Faktor lereng dan ketinggian tempat mempunyai hubungan yang erat
dengan kelembapan tanah dan suhu, oleh karena itu sangat berperan dalam
proses pelapukan dan perkembangan tanah. Peranan elevasi berpengaruh
terhadap peluang untuk pengairan, sedangkan lereng terkait dengan
kemudahan
pengelolaannya
dan
kelestarian
lingkungan.
Tanah
15
berhubungan dengan fungsinya sebagai sumber hara, yang paling sering
dimodifikasi agar penggunaan lahan yang diterapkan mendapatkan hasil
yang maksimal (Gandasasmita, 2001).
2.9. Sistem Informasi Geografis (SIG)
Sistem Informasi Geografis (SIG) adalah suatu sistem informasi yang
dirancang untuk bekerja dengan data yang bereferensi spasial atau berkoordinat
geografi. Dengan kata lain, SIG adalah suatu sistem basis data dengan
kemampuan khusus untuk data yang bereferensi spasial bersamaan dengan
seperangkat operasi kerja (Barus dan Wiradisastra, 2000).
Komponen utama SIG dapat dibagi dalam tiga komponen, yaitu : 1)
komponen keras, meliputi peralatan pemasukan data, peralatan untuk menyimpan
dan pengolahan, dan peralatan mencetak hasil, 2) komponen perangkat lunak,
meliputi persiapan dan pemasukan data, manajemen, penyimpanan, dan
pemanggilan data, manipulasi data dan analisis, dan pembuatan produk SIG, dan
3) komponen organisasi. Keuntungan memakai SIG adalah kemampuannya dalam
memelihara data dalam bentuk digital. Data ini lebih padat dibanding dalam
bentuk peta, cetak, tabel atau bentuk konvensional lainnya. Dengan dipakainya
sistem komputer maka bila diperlukan, data dalam jumlah besar dapat dipanggil
dengan kecepatan yang jauh lebih tinggi dan biaya per unit yang lebih rendah dari
cara manual. Demikian pula dalam hal kemampuan memanipulasi data spasial dan
mengaitkannya dengan informasi atribut dan mengintegrasikannya dengan
berbagai tipe data dalam suatu analisis (Barus dan Wiradisastra, 2000).

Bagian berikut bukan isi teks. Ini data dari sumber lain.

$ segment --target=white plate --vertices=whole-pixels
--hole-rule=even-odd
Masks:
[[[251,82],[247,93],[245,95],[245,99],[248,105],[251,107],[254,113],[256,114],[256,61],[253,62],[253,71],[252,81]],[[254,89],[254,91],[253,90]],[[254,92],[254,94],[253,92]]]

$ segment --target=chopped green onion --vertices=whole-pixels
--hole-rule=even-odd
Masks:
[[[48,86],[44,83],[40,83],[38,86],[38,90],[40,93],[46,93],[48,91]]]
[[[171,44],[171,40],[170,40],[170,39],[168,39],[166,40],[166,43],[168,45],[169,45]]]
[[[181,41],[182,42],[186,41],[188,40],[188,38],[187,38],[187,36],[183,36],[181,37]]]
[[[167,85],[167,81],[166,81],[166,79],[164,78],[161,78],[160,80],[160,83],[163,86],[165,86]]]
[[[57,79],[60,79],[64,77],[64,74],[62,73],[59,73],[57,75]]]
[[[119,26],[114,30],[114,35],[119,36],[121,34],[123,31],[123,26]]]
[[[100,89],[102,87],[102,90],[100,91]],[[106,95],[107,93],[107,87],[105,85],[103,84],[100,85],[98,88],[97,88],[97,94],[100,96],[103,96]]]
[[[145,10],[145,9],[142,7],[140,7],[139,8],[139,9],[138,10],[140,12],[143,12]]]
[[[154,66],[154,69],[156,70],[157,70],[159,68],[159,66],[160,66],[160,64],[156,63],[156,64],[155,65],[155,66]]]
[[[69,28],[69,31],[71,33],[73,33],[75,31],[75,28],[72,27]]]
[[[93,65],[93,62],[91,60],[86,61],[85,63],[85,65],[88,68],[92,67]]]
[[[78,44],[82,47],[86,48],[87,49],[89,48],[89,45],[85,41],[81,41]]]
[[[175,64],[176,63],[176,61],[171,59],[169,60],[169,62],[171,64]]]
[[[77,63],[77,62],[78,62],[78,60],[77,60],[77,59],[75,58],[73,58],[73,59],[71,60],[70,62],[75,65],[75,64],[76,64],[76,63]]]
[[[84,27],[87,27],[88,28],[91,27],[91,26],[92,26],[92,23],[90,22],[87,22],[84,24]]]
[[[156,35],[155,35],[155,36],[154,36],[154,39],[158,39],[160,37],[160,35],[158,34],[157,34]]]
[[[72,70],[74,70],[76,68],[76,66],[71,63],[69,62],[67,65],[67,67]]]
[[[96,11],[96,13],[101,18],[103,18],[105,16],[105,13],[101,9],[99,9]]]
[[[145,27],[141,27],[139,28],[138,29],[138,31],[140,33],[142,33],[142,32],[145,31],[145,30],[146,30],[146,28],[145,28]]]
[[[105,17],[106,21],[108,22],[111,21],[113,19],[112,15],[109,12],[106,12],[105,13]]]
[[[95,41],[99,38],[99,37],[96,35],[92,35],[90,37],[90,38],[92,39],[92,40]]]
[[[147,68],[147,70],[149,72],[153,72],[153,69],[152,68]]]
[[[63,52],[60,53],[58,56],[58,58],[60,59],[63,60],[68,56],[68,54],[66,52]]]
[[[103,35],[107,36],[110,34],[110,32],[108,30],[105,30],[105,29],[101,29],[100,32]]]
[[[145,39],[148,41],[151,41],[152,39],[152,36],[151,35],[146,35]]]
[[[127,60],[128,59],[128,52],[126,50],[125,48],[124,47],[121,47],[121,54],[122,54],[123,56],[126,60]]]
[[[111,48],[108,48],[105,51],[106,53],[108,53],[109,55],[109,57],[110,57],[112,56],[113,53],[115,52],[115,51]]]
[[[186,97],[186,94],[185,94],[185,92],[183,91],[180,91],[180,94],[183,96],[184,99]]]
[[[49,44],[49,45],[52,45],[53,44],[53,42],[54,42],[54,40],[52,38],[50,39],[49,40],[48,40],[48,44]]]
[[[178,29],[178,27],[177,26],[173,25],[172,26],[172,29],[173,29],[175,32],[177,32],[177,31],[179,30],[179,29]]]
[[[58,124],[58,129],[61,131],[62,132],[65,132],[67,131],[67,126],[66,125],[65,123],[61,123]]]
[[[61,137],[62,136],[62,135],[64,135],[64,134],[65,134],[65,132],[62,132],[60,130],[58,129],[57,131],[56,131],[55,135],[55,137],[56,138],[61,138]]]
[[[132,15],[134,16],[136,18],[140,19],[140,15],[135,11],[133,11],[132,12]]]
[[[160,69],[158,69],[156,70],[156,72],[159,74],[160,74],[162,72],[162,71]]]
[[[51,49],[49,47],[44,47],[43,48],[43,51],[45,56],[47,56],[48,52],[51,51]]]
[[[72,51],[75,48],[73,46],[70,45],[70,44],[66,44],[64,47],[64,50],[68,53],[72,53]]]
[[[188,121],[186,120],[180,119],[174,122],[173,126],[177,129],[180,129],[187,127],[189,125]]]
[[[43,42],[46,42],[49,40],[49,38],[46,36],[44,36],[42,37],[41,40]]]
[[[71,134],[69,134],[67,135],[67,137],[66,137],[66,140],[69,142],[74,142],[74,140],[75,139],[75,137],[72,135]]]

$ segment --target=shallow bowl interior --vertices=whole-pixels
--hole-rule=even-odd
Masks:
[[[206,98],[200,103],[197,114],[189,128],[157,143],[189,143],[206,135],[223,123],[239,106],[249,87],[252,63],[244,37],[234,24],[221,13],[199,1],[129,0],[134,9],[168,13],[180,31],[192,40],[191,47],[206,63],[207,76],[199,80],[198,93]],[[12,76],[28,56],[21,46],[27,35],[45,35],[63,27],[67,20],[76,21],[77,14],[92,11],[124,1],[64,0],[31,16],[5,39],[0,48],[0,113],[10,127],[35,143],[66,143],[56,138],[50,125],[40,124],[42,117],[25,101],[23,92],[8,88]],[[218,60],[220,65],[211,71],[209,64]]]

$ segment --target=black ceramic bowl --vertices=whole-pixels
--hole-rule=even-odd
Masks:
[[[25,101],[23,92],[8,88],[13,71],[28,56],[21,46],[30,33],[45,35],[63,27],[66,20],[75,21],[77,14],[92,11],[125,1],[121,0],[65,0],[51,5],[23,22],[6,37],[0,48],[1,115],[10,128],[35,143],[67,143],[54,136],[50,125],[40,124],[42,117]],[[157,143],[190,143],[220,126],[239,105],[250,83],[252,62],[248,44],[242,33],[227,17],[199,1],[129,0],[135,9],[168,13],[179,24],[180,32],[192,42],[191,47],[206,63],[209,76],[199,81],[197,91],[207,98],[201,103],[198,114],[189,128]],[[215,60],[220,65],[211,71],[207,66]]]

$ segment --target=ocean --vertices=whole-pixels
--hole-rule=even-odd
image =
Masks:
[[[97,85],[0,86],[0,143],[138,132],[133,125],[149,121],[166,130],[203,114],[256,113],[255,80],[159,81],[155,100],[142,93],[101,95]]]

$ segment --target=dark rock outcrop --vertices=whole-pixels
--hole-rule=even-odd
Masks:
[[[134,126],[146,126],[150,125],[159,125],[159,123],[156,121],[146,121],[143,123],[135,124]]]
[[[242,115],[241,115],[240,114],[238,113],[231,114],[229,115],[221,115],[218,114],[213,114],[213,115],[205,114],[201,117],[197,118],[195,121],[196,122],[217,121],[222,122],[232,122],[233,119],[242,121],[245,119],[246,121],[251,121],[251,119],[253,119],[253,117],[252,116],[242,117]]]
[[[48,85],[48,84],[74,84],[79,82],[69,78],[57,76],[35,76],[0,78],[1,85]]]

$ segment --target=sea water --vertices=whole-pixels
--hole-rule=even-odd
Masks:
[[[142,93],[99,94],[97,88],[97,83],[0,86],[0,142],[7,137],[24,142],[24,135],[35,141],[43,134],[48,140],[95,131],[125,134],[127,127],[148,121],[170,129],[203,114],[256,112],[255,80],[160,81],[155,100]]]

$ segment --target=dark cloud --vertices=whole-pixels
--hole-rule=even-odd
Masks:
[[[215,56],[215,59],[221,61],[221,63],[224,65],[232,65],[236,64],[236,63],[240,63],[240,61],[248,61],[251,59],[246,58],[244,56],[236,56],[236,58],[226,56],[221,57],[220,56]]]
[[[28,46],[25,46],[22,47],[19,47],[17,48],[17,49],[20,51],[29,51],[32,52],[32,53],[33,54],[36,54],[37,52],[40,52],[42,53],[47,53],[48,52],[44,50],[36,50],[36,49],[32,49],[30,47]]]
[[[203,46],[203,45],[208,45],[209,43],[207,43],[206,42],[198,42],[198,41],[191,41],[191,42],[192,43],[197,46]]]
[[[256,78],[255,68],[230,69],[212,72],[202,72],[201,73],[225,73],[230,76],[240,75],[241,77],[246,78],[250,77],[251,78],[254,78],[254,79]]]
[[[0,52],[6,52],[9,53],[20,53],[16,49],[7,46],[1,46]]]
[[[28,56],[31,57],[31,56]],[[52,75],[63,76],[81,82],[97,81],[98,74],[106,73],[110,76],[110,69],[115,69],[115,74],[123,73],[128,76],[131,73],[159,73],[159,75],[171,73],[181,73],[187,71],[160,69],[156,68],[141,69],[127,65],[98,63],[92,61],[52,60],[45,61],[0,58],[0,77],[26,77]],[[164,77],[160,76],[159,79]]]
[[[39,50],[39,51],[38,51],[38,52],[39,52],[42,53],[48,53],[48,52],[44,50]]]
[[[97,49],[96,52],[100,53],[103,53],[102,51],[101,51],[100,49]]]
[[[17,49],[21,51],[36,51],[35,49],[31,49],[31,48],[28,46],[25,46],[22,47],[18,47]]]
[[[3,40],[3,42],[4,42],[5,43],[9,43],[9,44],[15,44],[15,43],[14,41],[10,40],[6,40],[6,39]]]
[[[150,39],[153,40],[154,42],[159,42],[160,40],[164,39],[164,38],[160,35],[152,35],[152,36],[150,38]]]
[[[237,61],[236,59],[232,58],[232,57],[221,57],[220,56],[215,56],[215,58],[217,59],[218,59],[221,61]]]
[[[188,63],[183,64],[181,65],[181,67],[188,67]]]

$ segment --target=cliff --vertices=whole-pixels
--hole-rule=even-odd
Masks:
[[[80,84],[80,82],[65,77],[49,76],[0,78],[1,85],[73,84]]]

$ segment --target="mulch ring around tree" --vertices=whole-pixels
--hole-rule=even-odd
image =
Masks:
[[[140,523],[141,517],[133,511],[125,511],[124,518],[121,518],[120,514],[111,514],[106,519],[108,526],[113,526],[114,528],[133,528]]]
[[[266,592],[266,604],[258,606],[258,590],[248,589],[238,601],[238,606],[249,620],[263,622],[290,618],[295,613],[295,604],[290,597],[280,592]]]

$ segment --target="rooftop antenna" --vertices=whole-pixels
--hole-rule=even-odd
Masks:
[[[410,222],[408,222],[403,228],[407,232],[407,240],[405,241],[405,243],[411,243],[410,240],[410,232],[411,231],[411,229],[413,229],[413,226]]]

Dalam hal pengintegrasian data penginderaan jauh ke dalam SIG, hal yang
perlu dipahami adalah SIG dapat bekerja dengan dua model data yaitu data raster
berupa grid atau pixel (picture element) contohnya citra satelit atau gambar/ citra
hasil scanning, dan vektor berupa titik, garis, polygon yang biasanya merupakan
hasil digitasi.
Sistem Informasi Geografis (SIG) menyajikan informasi keruangan beserta
atributnya terdiri dari beberapa komponen utama yaitu (Susanto, 1995) :
1) Masukan data merupakan proses pemasukan data pada komputer (dari
peta tematik seperti peta jenis tanah), data statistik, data hasil analisis
16
penginderaan jauh (data hasil pengolahan citra digital penginderaan
jauh), dan lain-lain.
2) Penyiapan data dan pemanggilan kembali ialah penyimpanan data pada
komputer dan pemanggilan kembali dengan cepat (penampilan pada
layar monitor dan dapat ditampilkan/ cetak pada kertas).
3) Manipulasi data dan analisis ialah kegiatan yang dapat melakukan
berbagai macam perintah (misalnya overlay antara dua tema peta, dan
sebagainya).
4) Pelaporan data adalah dapat menyajikan data dasar (database), data
hasil pengolahan data dari model menjadi bentuk peta atau data tabular.